Cells and tumor samples were lysed on ice in NP-40 lysis buffer supplemented with a protease and phosphatase inhibitor cocktail (Sigma). Equal amounts of protein were then subjected to SDS-PAGE (NuPAGE 4–12% Bis-Tris Gel; Invitrogen) and transferred to polyvinylidene difluoride (PVDF) membranes. Membranes were then incubated overnight at 4°C with the indicated antibodies and developed by ECL. All blots were quantified with ImageJ.

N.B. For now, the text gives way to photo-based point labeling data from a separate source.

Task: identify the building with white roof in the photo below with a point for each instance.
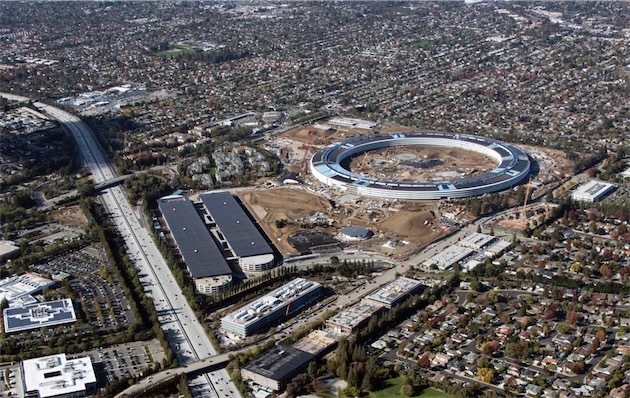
(260, 313)
(592, 191)
(37, 315)
(393, 292)
(348, 320)
(449, 256)
(57, 377)
(8, 249)
(497, 248)
(476, 240)
(21, 286)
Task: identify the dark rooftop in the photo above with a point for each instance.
(239, 230)
(279, 362)
(199, 250)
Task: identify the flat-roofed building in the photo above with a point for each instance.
(393, 292)
(18, 289)
(236, 230)
(350, 319)
(261, 312)
(203, 258)
(497, 248)
(592, 191)
(449, 256)
(276, 367)
(476, 240)
(8, 249)
(55, 376)
(37, 315)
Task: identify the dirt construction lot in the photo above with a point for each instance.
(283, 212)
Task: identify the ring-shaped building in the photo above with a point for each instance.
(513, 166)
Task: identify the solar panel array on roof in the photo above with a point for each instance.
(199, 250)
(235, 225)
(279, 362)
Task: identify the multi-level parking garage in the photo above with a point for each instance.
(512, 166)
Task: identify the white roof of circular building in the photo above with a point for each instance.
(513, 166)
(357, 232)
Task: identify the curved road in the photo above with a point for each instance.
(184, 332)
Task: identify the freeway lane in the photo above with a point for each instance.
(184, 332)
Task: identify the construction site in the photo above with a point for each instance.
(302, 216)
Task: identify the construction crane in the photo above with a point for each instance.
(523, 212)
(364, 162)
(307, 147)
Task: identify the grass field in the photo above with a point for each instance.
(393, 391)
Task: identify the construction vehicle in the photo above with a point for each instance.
(307, 147)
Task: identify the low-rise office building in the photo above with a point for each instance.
(55, 376)
(260, 313)
(203, 258)
(275, 368)
(237, 232)
(393, 292)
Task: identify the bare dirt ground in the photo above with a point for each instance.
(422, 163)
(409, 224)
(289, 204)
(71, 216)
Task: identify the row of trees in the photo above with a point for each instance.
(146, 325)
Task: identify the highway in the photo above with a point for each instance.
(184, 332)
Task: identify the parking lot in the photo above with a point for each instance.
(124, 360)
(98, 292)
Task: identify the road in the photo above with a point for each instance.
(184, 332)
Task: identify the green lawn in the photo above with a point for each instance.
(393, 391)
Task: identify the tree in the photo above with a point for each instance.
(550, 311)
(351, 391)
(424, 361)
(490, 347)
(578, 367)
(406, 389)
(485, 374)
(573, 317)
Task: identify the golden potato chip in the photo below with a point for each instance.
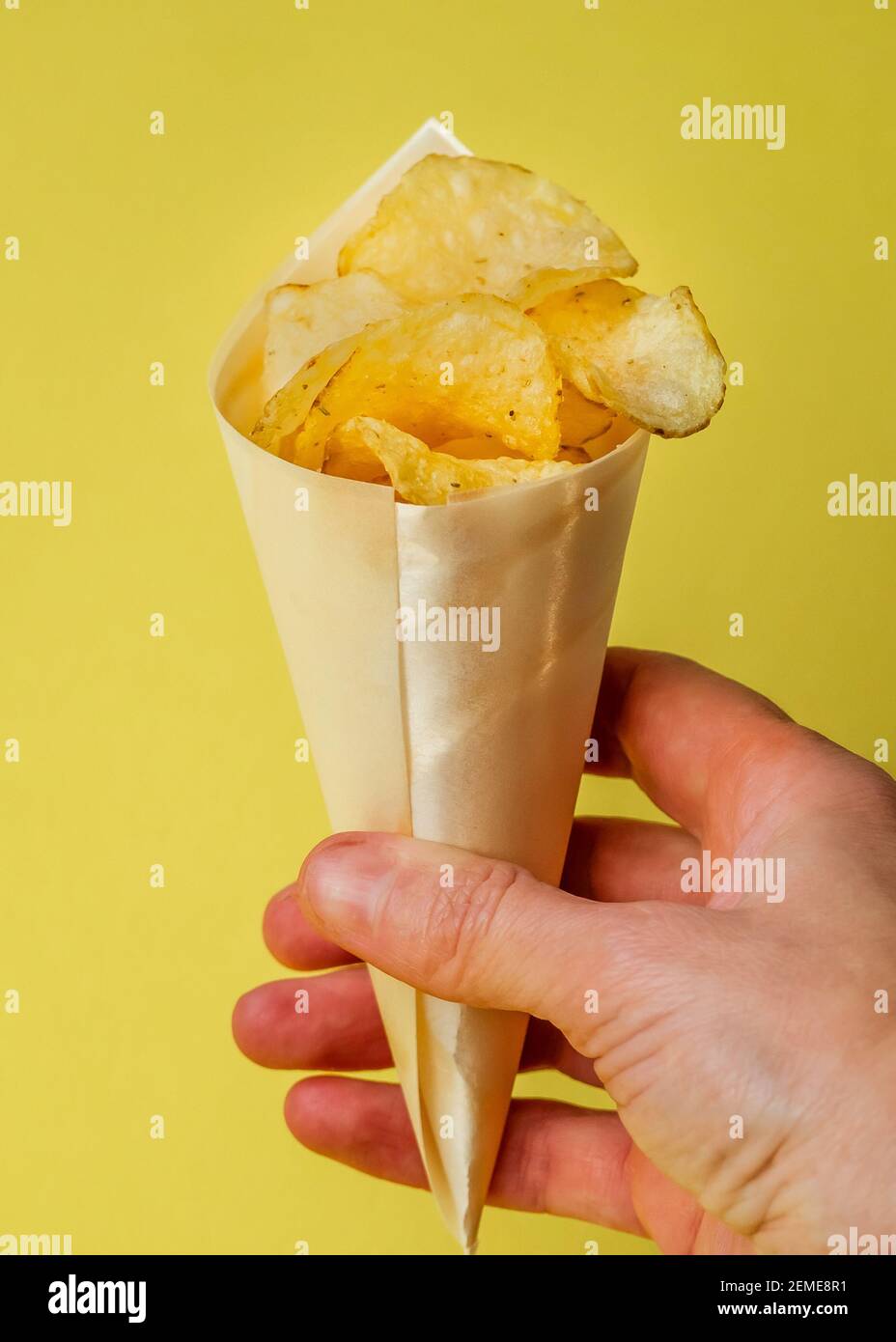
(538, 286)
(472, 367)
(478, 448)
(286, 412)
(577, 455)
(648, 357)
(420, 475)
(457, 226)
(302, 320)
(581, 419)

Six-week-old BALB/c female nude mice were injected subcutaneously with OSC-19 (1 × 106) cells. When tumor sizes reached approximately 100 mm3, mice were randomized by tumor size and subjected to each treatment. At least 5 mice per treatment group were included. Each group of mice was dosed via daily oral gavage with vehicle, LY2835219 (45 mg/kg/d or 90 mg/kg/d), Everolimus (5 mg/kg/d), or a combination of both. The LY2835219 was dissolved in 1% HEC in 20 mM phosphate buffer (pH2.0). Tumor size and body weight were measured twice weekly. Tumor volumes were calculated using the following formula: V = (L × W2)/2 (L, Length; W, width). Mice were gavaged a final time on day 14 and sacrificed the following day. The tumors were removed for Western blot and immunohistochemistry. All procedures involving animals were reviewed and approved by the Institutional Animal Care and Use Committee (IACUC) at the Samsung Biomedical Research Institute (SBRI). SBRI is an Association of Assessment and Accreditation of Laboratory Animal Care International (AAALAC International) accredited facility and abides by the Institute of Laboratory Animal Resources (ILAR) guidelines.
Immunohistochemistry was performed on 5 μm sections of formalin-fixed paraffin-embedded samples. Following deparaffinization and rehydration of the slides, antigen retrieval was performed using Citrate buffer (pH 6.0). After endogenous peroxidase activity was blocked with 3% hydrogen peroxide, sections were incubated at room temperature with indicated antibodies for 2 h. Sections were further processed with horseradish peroxidase-conjugated secondary antibody and then developed with 3,3-diaminobenzidine. Finally, the slides were counterstained with hematoxylin. Images were obtained with an Olympus BX51 microscope.
Data are presented as the mean ± SEM. Statistical analyses were conducted using GraphPad Prism (GraphPad software, La Jolla, CA). P-values < 0.05 were considered statistically significant. All reported P-values were two-sided.
CONFLICTS OF INTEREST
There are no conflicts of interest to report.